Image of woman screaming in horror over Random House's price increases for library ebooksThis week, we start with a great overview of the publishers and vendors in the library ebook market from The Digital Shift. The guide provides background information about publishers from the  Big 7 (Kelley includes Scholastic in his assessment of the major publishers) to smaller publishers, and their partners/distributors, with particular focus on their lending models for libraries. It is essential reading for understanding the current state of ebooks in libraries.

The Jan/Feb issue of Public Libraries magazine from the PLA is filled with articles on ebooks and access. It is worth a read from front to back. However, if you are strapped for time, one article you should read is Toby Greenwalt’s article on developing an ebook strategy for libraries. Greenwalt starts with what libraries can do to become ebook-friendly (core competencies for staff), and moves into long-term solutions (with a reference to Library Renewal!).

Over at the Loose Cannon Librarian, Kate Sheehan writes about the friction between libraries’ non-profit values when operating in the for-profit world of our vendors, and how the dynamics of that situation are fluctuating. It is a contemplative post on what it means to be a non-profit working with the for-profit companies that control so many of our systems and content offerings..

Jane Litte writes on DearAuthor an opinion letter to publishers asking, “What have you done for me lately?”  Litte points out that publishers are asking readers to be the ones to fight companies such as Amazon for their rights, while those same publishers constantly erect barriers to access to digital books. Another take on the relationship between publishers, their readers and access.

By now you have already learned that Harry Potter is coming to OverDrive, albeit with a five year lending limit. And no word on accessibility for Kindle users. But, as Library Journal notes,

“For once…libraries will have a bestselling ebook that stores don’t, rather than the other way around.”

That’s right. Aside from Pottermore (where the books are DRM-free), libraries will have exclusive access to the e-version of Harry Potter.
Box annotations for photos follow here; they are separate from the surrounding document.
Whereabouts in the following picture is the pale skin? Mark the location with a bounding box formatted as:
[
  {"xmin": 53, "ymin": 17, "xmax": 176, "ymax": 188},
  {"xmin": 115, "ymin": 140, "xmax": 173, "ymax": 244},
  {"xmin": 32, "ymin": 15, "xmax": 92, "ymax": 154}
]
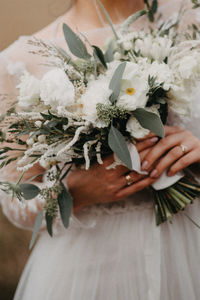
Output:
[
  {"xmin": 15, "ymin": 0, "xmax": 200, "ymax": 217},
  {"xmin": 60, "ymin": 0, "xmax": 200, "ymax": 213}
]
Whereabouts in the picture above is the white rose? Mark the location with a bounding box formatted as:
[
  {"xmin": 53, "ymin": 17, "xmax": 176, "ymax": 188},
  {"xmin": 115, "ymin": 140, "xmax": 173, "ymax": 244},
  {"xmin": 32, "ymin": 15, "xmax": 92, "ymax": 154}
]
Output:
[
  {"xmin": 146, "ymin": 61, "xmax": 174, "ymax": 91},
  {"xmin": 126, "ymin": 116, "xmax": 149, "ymax": 139},
  {"xmin": 17, "ymin": 72, "xmax": 40, "ymax": 108},
  {"xmin": 35, "ymin": 121, "xmax": 42, "ymax": 128},
  {"xmin": 38, "ymin": 134, "xmax": 46, "ymax": 143},
  {"xmin": 80, "ymin": 76, "xmax": 112, "ymax": 128},
  {"xmin": 40, "ymin": 68, "xmax": 75, "ymax": 110},
  {"xmin": 26, "ymin": 138, "xmax": 35, "ymax": 146},
  {"xmin": 117, "ymin": 62, "xmax": 149, "ymax": 111},
  {"xmin": 135, "ymin": 35, "xmax": 172, "ymax": 62}
]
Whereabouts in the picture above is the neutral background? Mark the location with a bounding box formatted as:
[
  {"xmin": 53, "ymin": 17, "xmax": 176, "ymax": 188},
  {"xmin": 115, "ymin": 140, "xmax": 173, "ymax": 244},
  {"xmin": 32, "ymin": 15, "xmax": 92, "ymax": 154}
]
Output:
[
  {"xmin": 0, "ymin": 0, "xmax": 68, "ymax": 300},
  {"xmin": 0, "ymin": 0, "xmax": 69, "ymax": 51}
]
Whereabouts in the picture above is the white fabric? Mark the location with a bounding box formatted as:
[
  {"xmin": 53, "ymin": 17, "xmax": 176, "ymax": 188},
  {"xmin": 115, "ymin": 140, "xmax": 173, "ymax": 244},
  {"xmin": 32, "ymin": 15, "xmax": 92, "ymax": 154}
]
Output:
[{"xmin": 0, "ymin": 0, "xmax": 200, "ymax": 300}]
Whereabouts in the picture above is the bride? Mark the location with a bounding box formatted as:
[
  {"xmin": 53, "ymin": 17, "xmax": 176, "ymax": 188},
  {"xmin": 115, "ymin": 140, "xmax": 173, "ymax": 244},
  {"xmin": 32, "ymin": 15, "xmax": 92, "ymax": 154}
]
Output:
[{"xmin": 0, "ymin": 0, "xmax": 200, "ymax": 300}]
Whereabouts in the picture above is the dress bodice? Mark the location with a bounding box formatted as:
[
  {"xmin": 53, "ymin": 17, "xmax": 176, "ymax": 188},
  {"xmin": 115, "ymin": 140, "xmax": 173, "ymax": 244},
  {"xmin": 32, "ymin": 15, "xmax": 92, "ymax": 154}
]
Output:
[{"xmin": 0, "ymin": 0, "xmax": 200, "ymax": 232}]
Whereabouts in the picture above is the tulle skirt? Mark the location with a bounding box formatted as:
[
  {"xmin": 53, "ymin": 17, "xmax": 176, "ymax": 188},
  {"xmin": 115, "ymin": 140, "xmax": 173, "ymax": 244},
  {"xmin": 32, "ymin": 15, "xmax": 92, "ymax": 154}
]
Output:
[{"xmin": 14, "ymin": 191, "xmax": 200, "ymax": 300}]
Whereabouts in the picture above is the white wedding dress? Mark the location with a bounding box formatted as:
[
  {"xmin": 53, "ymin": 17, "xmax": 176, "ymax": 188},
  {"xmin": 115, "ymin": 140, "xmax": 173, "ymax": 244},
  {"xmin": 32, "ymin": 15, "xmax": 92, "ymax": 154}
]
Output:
[{"xmin": 0, "ymin": 0, "xmax": 200, "ymax": 300}]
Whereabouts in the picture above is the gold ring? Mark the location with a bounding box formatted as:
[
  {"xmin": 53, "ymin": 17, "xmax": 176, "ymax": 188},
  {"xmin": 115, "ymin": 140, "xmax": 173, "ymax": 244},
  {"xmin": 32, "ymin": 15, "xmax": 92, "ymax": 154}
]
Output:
[
  {"xmin": 125, "ymin": 174, "xmax": 133, "ymax": 185},
  {"xmin": 180, "ymin": 144, "xmax": 188, "ymax": 153}
]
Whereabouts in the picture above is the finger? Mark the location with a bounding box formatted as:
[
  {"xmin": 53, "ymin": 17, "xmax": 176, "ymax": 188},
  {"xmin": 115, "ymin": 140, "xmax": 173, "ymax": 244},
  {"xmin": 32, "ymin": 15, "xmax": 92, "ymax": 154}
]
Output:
[
  {"xmin": 142, "ymin": 133, "xmax": 186, "ymax": 170},
  {"xmin": 164, "ymin": 125, "xmax": 183, "ymax": 137},
  {"xmin": 150, "ymin": 146, "xmax": 183, "ymax": 178},
  {"xmin": 116, "ymin": 177, "xmax": 156, "ymax": 199},
  {"xmin": 135, "ymin": 132, "xmax": 156, "ymax": 142},
  {"xmin": 135, "ymin": 136, "xmax": 159, "ymax": 152},
  {"xmin": 119, "ymin": 171, "xmax": 147, "ymax": 190},
  {"xmin": 167, "ymin": 150, "xmax": 199, "ymax": 176}
]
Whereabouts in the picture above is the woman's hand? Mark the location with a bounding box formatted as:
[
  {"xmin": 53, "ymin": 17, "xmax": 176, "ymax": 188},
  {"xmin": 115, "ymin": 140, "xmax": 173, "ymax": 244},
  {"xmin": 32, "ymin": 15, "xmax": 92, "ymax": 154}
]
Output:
[
  {"xmin": 142, "ymin": 126, "xmax": 200, "ymax": 178},
  {"xmin": 67, "ymin": 137, "xmax": 158, "ymax": 212}
]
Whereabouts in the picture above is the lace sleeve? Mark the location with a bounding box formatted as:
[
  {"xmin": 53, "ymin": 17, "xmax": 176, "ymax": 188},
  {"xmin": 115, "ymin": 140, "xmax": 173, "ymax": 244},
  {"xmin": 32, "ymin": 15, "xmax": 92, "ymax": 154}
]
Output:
[{"xmin": 0, "ymin": 37, "xmax": 52, "ymax": 229}]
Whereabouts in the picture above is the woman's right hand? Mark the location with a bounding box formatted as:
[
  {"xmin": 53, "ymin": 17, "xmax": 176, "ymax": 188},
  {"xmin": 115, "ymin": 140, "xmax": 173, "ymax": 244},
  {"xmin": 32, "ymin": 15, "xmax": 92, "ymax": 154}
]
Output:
[{"xmin": 67, "ymin": 137, "xmax": 158, "ymax": 213}]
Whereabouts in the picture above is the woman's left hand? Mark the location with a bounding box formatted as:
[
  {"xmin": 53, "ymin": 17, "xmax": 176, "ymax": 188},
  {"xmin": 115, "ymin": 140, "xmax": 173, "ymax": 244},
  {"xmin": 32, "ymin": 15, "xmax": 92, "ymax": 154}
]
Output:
[{"xmin": 142, "ymin": 126, "xmax": 200, "ymax": 178}]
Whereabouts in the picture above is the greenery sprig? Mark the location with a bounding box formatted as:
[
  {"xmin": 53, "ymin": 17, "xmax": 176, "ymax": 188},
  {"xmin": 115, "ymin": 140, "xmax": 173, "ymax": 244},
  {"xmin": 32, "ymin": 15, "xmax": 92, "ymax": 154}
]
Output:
[
  {"xmin": 191, "ymin": 0, "xmax": 200, "ymax": 9},
  {"xmin": 144, "ymin": 0, "xmax": 158, "ymax": 22}
]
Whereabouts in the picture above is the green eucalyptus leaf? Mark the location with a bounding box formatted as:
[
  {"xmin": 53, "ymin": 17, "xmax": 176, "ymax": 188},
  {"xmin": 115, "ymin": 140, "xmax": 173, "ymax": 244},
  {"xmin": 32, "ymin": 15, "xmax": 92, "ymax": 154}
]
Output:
[
  {"xmin": 97, "ymin": 0, "xmax": 119, "ymax": 40},
  {"xmin": 109, "ymin": 62, "xmax": 126, "ymax": 103},
  {"xmin": 29, "ymin": 210, "xmax": 44, "ymax": 249},
  {"xmin": 45, "ymin": 213, "xmax": 53, "ymax": 237},
  {"xmin": 132, "ymin": 108, "xmax": 165, "ymax": 138},
  {"xmin": 108, "ymin": 125, "xmax": 132, "ymax": 170},
  {"xmin": 151, "ymin": 0, "xmax": 158, "ymax": 14},
  {"xmin": 63, "ymin": 24, "xmax": 91, "ymax": 59},
  {"xmin": 104, "ymin": 41, "xmax": 114, "ymax": 63},
  {"xmin": 92, "ymin": 46, "xmax": 107, "ymax": 69},
  {"xmin": 58, "ymin": 182, "xmax": 72, "ymax": 228},
  {"xmin": 40, "ymin": 113, "xmax": 52, "ymax": 120},
  {"xmin": 19, "ymin": 183, "xmax": 40, "ymax": 200}
]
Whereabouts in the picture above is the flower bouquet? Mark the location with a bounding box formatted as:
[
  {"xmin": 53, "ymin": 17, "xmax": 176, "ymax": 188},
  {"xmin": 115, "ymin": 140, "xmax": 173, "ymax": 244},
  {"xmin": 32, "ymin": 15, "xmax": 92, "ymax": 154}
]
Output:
[{"xmin": 0, "ymin": 1, "xmax": 200, "ymax": 245}]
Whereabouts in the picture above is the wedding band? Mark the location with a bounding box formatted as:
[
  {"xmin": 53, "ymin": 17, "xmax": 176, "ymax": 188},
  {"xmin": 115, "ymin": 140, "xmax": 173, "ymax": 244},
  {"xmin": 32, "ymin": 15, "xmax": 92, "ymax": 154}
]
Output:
[
  {"xmin": 125, "ymin": 175, "xmax": 133, "ymax": 185},
  {"xmin": 180, "ymin": 144, "xmax": 188, "ymax": 153}
]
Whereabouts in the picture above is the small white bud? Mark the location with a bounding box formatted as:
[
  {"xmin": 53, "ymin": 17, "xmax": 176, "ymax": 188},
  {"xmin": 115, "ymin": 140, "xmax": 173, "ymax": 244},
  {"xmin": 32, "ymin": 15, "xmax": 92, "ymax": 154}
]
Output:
[
  {"xmin": 63, "ymin": 125, "xmax": 68, "ymax": 130},
  {"xmin": 114, "ymin": 52, "xmax": 121, "ymax": 60},
  {"xmin": 26, "ymin": 138, "xmax": 35, "ymax": 146},
  {"xmin": 39, "ymin": 160, "xmax": 51, "ymax": 170},
  {"xmin": 123, "ymin": 41, "xmax": 133, "ymax": 51},
  {"xmin": 35, "ymin": 121, "xmax": 42, "ymax": 128},
  {"xmin": 38, "ymin": 134, "xmax": 46, "ymax": 143}
]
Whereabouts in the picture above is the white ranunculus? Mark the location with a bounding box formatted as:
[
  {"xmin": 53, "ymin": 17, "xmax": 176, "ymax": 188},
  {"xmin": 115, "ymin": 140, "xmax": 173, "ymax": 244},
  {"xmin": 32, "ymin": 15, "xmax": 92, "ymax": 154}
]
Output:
[
  {"xmin": 80, "ymin": 76, "xmax": 112, "ymax": 128},
  {"xmin": 126, "ymin": 105, "xmax": 159, "ymax": 139},
  {"xmin": 17, "ymin": 72, "xmax": 40, "ymax": 108},
  {"xmin": 135, "ymin": 34, "xmax": 172, "ymax": 62},
  {"xmin": 168, "ymin": 85, "xmax": 193, "ymax": 116},
  {"xmin": 117, "ymin": 62, "xmax": 149, "ymax": 111},
  {"xmin": 40, "ymin": 68, "xmax": 75, "ymax": 110}
]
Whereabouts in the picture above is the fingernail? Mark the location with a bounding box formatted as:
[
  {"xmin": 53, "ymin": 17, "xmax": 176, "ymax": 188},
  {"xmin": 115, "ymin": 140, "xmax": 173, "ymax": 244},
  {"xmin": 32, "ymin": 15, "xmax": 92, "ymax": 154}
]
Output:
[
  {"xmin": 150, "ymin": 136, "xmax": 158, "ymax": 143},
  {"xmin": 150, "ymin": 169, "xmax": 158, "ymax": 178},
  {"xmin": 142, "ymin": 160, "xmax": 148, "ymax": 170}
]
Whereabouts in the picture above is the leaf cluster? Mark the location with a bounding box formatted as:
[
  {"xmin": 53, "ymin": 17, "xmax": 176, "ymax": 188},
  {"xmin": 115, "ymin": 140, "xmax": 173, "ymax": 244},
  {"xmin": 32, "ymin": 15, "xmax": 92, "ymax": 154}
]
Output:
[{"xmin": 144, "ymin": 0, "xmax": 158, "ymax": 22}]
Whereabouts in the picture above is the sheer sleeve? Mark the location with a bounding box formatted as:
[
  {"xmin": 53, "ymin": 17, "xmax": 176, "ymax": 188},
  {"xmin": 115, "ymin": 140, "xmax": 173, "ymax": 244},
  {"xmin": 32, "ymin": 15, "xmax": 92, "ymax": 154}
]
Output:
[{"xmin": 0, "ymin": 36, "xmax": 52, "ymax": 229}]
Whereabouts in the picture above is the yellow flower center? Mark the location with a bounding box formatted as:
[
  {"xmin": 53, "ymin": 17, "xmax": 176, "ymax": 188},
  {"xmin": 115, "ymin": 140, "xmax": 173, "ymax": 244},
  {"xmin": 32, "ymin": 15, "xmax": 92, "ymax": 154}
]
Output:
[{"xmin": 126, "ymin": 88, "xmax": 135, "ymax": 95}]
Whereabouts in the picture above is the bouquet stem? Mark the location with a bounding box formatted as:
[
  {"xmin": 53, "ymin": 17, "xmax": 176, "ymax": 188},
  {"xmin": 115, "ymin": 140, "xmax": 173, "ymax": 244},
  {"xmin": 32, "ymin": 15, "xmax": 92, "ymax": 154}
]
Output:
[{"xmin": 153, "ymin": 176, "xmax": 200, "ymax": 228}]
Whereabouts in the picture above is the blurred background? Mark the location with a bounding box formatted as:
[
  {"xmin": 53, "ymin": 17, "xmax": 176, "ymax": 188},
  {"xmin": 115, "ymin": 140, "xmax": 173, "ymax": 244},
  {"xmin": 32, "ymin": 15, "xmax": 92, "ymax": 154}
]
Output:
[
  {"xmin": 0, "ymin": 0, "xmax": 68, "ymax": 300},
  {"xmin": 0, "ymin": 0, "xmax": 69, "ymax": 51}
]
We finish up the week with the news that Random House’s new pricing structure for library ebooks increases per-copy costs by double, or even triple. Andy Woodworth posits that many libraries are “pot locked,” or have invested so much time, money and effort in their Overdrive subscriptions that they cannot walk away, despite the now steady decrease in the amount of ebook/audiobook content that is available through the vendor. As a result, libraries will have to live with Random House’s move, and react by focusing ebook spending only on bestsellers. Bobbi Newman has put together a round up of posts about the Random House prices, including Library Renewal board member David Lee King’s excellent breakdown of the ramifications of the new pricing structure.